Accelerated Degrees: widening student choice in Higher Education

Closes 11 Feb 2018

Introduction by Jo Johnson

An undergraduate degree studied at a Higher Education provider in England requires a significant investment of time and money, for the individual and for wider society.   And it is a key lever of social mobility.  Our progressive system of student finance has ensured that over time, what was once a prized good available only to the socially advantaged, has become more accessible to everyone.    

But the way in which degrees are taught and studied has stayed largely unchanged, deterring some from higher education.  The vast majority of providers offer their students the same traditional, inflexible three years of study regardless of subject, spread out across thirty weeks each year, broken by a long summer vacation every year.

Our vision for higher education - as a driver for social mobility and engine of national productivity - is rightly ambitious.  The Higher Education and Research Act 2017 embodies that vision - widening both choice and value for students, driving a model of education that works equally and fairly for all.

Most people considering applying to university have to balance the proven benefits of a degree against tuition fees and living costs.  They need to assess the likelihood of finding work, and the impact of deferring full-time employment for three years.  This balance is a particular challenge for mature students, whose numbers have been falling in recent years

Accelerated degrees have the potential to drive a substantive transformation in higher education.  Students on accelerated courses can secure a degree qualification in their preferred subject, studying the same content for the same number of weeks as the standard equivalent degree, subject to the same quality assurances.  But by studying for more weeks each year, they are able to graduate within only two years, and with significantly lower loan commitments.  

About three quarters of the providers who responded to our 2016 Call for Evidence reported seeing a demand for accelerated courses from students or employers.  It is therefore frustrating that so few students have access to such courses.  In England, of the approximately 1.5 million undergraduates currently enrolled, only around 2,500 - 0.2% - are studying accelerated degrees.

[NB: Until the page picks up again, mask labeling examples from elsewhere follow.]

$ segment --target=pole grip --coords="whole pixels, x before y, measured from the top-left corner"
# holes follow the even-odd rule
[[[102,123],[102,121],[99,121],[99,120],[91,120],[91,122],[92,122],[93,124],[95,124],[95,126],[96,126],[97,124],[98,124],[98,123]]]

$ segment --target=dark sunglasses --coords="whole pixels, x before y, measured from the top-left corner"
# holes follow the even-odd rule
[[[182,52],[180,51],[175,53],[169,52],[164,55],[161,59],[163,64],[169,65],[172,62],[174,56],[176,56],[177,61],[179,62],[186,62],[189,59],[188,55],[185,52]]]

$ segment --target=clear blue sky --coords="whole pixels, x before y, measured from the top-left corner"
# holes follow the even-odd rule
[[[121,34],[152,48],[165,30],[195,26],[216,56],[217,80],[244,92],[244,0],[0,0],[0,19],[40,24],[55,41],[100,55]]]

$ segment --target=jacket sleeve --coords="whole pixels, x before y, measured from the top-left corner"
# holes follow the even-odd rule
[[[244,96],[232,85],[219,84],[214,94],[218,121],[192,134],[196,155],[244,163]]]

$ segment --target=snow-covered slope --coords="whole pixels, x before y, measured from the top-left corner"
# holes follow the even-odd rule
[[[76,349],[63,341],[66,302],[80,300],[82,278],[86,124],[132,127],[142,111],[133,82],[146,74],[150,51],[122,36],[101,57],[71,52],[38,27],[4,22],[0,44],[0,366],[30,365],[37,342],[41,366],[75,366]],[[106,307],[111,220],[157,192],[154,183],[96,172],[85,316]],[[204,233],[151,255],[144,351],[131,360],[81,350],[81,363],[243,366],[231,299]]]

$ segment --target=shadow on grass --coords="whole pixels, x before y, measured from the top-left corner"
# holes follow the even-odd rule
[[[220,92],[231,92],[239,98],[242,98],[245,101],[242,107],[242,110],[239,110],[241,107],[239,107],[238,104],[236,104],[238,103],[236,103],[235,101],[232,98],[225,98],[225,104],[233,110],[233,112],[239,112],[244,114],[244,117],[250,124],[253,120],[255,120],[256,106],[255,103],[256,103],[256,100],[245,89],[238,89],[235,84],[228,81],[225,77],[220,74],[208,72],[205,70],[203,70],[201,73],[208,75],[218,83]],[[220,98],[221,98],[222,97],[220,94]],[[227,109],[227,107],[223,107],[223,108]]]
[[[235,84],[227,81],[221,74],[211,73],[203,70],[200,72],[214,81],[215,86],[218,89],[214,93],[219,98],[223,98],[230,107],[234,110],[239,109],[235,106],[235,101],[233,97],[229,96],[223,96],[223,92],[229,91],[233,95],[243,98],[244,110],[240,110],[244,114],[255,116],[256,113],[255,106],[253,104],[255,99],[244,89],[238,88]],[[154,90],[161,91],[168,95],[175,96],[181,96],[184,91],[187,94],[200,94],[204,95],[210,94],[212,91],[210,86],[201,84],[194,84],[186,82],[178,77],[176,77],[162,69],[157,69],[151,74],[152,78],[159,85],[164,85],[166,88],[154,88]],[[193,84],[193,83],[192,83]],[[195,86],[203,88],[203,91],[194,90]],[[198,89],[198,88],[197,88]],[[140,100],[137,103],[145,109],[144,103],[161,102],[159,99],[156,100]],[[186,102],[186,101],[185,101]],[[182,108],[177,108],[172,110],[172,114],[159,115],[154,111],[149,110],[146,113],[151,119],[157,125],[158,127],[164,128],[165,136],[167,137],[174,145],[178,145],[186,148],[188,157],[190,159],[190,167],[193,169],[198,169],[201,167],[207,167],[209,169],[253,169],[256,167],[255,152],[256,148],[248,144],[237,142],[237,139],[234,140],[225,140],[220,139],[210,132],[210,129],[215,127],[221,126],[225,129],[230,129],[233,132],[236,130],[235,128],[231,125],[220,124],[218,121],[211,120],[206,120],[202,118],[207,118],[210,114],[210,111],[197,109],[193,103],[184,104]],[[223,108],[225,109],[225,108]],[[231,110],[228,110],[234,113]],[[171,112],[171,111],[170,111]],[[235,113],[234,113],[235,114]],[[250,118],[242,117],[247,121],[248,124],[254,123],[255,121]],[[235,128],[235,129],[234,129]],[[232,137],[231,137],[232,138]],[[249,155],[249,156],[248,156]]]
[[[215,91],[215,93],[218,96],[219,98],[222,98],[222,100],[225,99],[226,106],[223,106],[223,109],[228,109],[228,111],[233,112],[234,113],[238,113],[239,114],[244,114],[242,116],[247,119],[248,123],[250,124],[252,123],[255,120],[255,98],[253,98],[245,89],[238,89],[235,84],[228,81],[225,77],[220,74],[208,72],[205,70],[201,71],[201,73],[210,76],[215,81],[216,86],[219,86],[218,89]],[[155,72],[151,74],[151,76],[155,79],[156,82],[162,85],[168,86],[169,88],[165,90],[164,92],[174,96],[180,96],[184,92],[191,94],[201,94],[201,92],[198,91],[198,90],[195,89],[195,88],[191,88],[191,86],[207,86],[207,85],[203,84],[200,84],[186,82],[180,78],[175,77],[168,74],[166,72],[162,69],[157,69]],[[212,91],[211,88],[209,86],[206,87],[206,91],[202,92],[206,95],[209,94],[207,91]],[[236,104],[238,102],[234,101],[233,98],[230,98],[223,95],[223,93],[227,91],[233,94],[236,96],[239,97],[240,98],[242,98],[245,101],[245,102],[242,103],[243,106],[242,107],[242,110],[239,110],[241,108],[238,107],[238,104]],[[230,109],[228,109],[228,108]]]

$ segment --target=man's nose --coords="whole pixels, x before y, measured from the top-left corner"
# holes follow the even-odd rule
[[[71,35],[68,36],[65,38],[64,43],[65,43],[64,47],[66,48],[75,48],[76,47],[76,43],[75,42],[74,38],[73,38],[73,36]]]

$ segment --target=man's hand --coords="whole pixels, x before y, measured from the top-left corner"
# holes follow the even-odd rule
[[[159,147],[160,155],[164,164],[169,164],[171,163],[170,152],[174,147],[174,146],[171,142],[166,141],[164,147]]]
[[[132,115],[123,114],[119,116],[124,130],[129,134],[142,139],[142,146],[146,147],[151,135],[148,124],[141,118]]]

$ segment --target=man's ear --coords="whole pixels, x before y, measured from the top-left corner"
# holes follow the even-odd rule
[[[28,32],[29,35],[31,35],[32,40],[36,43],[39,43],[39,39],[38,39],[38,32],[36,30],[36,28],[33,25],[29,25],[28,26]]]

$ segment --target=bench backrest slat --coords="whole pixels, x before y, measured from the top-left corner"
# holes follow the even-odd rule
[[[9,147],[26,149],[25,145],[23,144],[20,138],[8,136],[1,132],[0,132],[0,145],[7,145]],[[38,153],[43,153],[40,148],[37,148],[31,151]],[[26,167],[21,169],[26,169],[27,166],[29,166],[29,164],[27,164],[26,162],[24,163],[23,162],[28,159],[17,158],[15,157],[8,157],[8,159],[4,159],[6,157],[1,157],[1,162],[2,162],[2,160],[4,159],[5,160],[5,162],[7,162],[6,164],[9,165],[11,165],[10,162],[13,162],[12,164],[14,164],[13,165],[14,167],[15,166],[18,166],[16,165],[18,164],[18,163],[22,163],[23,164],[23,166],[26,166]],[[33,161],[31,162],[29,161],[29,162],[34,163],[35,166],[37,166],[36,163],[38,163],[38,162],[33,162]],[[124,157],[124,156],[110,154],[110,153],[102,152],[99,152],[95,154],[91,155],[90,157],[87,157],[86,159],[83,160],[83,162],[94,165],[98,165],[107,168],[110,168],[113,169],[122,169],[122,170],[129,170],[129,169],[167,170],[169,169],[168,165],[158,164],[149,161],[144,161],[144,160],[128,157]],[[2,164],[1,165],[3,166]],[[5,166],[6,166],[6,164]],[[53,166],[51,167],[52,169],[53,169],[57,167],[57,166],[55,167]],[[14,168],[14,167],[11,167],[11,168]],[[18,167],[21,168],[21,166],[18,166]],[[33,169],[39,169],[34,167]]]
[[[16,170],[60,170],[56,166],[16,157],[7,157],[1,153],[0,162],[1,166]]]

We accept there are higher annual costs to significantly wider accelerated provision.  Existing fee cap arrangements do inhibit wider provision of accelerated courses.  Barriers across the sector are real.  New arrangements are needed to match tuition fees to the higher in-year cost - but total lower overall cost per degree - of delivering the typical 90 weeks of teaching across two years instead of three.  

Under the new fee arrangements, while the standard degree student is completing their third year of study, an accelerated degree student will be starting their first year of employment, typically earning around £19,000 in that first year.  Their tuition loans will be in the region of £5,500 less than their three-year peers - around 20% less than a standard course.   The accelerated degree graduate could end what would have been a third year of study over £25,000 better off than their standard-course contemporaries, yet with the same degree qualification and all the benefits it brings.  

In setting those new arrangements, we need to balance the interests of student and provider.  The annual fee for accelerated degrees must offer providers a realistic incentive to manage the necessary changes to traditional teaching and support arrangements.  But it must also offer students genuine value for money and a significant reduction in the total cost of graduation.  

At the right level, increased accelerated degree provision and take-up will also benefit taxpayers.  More accelerated degrees will result in higher rates of repayment and a higher proportion of students who will repay their loans in full.  Together with lower tuition fees, the lower debt burden for students and faster entry into the workplace, these factors all combine to reduce the overall cost to the public purse of higher education.  

The Higher Education and Research Act gives the OfS a duty to promote greater choice and opportunities for students - including, as set out on the face of the Act, wider provision of accelerated courses.  We will work closely together through the new regulatory framework to both regulate and promote accelerated degrees.  

Our vision is for a decade of ambitious innovation across the higher education landscape, enabled by the new fee arrangements and championed by the OfS.  Providers will have the scope to change their cost base, breaking out of traditional patterns of estate use and teaching to embrace this form of provision across the widest possible range of courses.  

This in turn will give students a genuine choice in what to study, where to study and how to study – traditional or accelerated.  Graduates will carry the same enthusiasm and drive that made accelerated degrees attractive to them into their working lives.  Our aspiration is for the number of students enrolled on accelerated degree courses to build over the next decade to around 5% of the total undergraduate population, and for an additional 100,000 students to have studied on this basis over that period. The result will be a true transformation in the landscape of English higher education and graduate employment.  

Our plan is for new arrangements to be place for Academic Year 2019/20.  This consultation responds to the sector’s evidence on barriers to accelerated degree provision.  Now we need the sector to reciprocate – to seize the opportunity to develop flexible, innovative degree courses offering real choice and value to students.